The author makes the obvious observation that the spectrum between the simple and the complex is filled, on one hand with objects and systems that serve some function or fulfil some role with a very small number of internally distinguishable states, parts or conditions; and on the other hand with complex objects and systems that cannot be reduced to simple ones.
Clearly the above is already a form of simplification, necessary to reduce the vastness of this topic into a printed medium. The author, implicitly, concedes that simplicity and complexity are somewhat meaningless terms as ultimately any system definition is based on some form or order of magnitude. Observations from the natural world can easily demonstrate that any seemingly simple object or system can be amalgamated up or broken down into almost infinite levels of abstraction, constrained only by our existing technology.
From a system engineering perspective it can be argued that the above is equally relevant. A system might comprise of only small number of components or interactions, but a closer look, perhaps from a programmer perspective, might reveal a complex set of business rules and logical functionality. If to take Lawrence B. Slobodkin’s perspective, the need to view a system as a simple or complex organism is very much in the eye of the beholder. It seems almost inevitable that various players in the system engineering domain need to use varying degrees of abstraction, as relevant to the roles they play. In some sense, when conceptualising the problem domain, simplification and abstractions are called for. When designing the system, a greater level of specification and detail are required, but although these imply increased complexity, breaking them up into smaller chunks can still result in manageable and digestible bits.

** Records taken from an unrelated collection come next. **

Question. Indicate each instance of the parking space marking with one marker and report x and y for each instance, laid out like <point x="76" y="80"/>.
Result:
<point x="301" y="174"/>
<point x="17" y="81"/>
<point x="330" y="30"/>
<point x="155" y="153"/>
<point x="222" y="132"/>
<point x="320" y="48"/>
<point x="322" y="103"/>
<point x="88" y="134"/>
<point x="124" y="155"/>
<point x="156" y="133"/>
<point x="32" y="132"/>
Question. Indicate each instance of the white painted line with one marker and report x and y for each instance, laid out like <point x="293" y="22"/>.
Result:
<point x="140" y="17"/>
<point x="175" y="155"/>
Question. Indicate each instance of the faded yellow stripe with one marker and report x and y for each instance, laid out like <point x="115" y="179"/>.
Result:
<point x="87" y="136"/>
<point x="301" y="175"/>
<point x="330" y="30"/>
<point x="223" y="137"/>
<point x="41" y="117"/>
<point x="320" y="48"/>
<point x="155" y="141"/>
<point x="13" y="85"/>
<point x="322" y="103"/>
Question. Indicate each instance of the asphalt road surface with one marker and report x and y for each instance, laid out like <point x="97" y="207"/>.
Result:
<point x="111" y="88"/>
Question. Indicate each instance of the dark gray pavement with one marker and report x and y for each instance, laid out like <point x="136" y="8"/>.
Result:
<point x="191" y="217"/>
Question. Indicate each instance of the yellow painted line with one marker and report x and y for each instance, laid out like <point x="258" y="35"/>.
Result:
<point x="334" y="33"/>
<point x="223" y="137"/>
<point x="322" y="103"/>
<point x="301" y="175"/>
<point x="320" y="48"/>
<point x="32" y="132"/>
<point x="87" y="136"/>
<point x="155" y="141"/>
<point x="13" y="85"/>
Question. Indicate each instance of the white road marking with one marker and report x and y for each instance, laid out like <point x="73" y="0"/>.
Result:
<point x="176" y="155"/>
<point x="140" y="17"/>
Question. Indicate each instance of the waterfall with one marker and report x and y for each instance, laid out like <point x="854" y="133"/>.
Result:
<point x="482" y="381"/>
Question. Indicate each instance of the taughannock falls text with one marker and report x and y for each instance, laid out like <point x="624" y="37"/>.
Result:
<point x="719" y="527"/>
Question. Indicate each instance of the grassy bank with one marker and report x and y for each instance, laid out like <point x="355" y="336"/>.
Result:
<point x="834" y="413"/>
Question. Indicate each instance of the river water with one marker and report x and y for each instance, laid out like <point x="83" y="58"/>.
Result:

Ultimately, whether a system is complex or simple is a matter of subjective interpretation based largely on the availability of information and the degree to which this information has been substantiated by past experience or supporting models.
Having gone through this book has given me a different appreciation of what complexity is all about, realising the perhaps the path for reducing complexity (or the appreciation of what might be constituted as complexity) is through increased knowledge and understanding of the relevant domain.
I will most certainly think about it!